Он попробовал, прожевал кусочек и сразу почувствовал себя лучше.

Со второй тележки выгрузили и внесли в клетку здоровенную бадью. Ее поставили рядом с другой такой же, а первую унесли. Внутри что-то хлюпало. Это был гигантский ночной горшок. Зуки видел, как другие ребята пользовались им, и, когда понадобилось, поступил так же. В нескольких метрах стоял еще один. Его тоже заменили. Потом принесли свежую питьевую воду.
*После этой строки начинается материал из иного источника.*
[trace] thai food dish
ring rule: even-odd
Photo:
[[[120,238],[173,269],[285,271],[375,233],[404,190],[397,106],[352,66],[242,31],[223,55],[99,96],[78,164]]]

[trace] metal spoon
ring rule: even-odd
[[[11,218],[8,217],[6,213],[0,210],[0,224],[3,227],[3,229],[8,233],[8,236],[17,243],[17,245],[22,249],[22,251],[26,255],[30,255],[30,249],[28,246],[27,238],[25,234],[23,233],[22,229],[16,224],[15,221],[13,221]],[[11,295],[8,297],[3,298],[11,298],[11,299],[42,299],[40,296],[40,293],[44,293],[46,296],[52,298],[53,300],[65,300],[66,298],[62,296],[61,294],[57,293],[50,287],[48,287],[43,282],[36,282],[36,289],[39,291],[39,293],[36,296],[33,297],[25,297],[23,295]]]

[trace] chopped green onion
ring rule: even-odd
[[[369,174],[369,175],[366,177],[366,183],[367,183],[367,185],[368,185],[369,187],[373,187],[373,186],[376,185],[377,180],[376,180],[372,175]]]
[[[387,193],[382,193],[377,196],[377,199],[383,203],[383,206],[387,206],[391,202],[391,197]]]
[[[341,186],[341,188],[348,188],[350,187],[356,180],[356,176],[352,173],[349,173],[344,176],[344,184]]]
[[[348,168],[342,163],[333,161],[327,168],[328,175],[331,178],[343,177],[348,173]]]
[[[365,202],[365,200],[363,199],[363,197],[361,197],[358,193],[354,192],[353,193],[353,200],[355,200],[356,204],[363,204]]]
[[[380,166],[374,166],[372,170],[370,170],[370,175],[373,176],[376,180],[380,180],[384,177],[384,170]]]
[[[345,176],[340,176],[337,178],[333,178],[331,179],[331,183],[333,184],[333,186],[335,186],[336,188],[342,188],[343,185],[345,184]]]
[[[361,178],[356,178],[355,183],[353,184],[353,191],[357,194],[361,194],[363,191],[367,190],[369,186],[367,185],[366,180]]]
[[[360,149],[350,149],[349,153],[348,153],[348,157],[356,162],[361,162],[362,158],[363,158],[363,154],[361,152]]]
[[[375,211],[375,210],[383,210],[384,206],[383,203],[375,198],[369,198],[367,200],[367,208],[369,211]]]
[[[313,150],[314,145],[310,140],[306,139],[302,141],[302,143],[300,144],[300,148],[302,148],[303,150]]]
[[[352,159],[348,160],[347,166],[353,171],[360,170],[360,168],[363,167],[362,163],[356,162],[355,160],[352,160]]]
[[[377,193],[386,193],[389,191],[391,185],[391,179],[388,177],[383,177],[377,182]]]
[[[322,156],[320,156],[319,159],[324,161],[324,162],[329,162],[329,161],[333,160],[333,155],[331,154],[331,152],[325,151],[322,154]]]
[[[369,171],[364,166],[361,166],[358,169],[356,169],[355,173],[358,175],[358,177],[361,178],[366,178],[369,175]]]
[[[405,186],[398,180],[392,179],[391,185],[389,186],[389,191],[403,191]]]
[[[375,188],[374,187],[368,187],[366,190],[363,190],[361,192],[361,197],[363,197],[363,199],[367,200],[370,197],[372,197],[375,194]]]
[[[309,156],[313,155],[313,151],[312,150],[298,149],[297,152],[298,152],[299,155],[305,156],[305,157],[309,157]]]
Раздача пищи кончилась. Женщины отошли в сторону и застыли в ожидании. Четверо мужчин с совками и лопатками зашли в заросли – по-видимому, чтобы убрать за обезьянками. Никто из взрослых не произносил ни слова.

Некоторые ребятишки ели быстро, другие медленнее. Женщины забирали освободившиеся миски, выскребали остатки и выкладывали на металлические подносы, установленные на верхних полках тележек. Когда поднос наполнялся, кто-нибудь из мужчин брал его и относил обезьянкам в заросли, высыпал им объедки и возвращался с пустой посудиной.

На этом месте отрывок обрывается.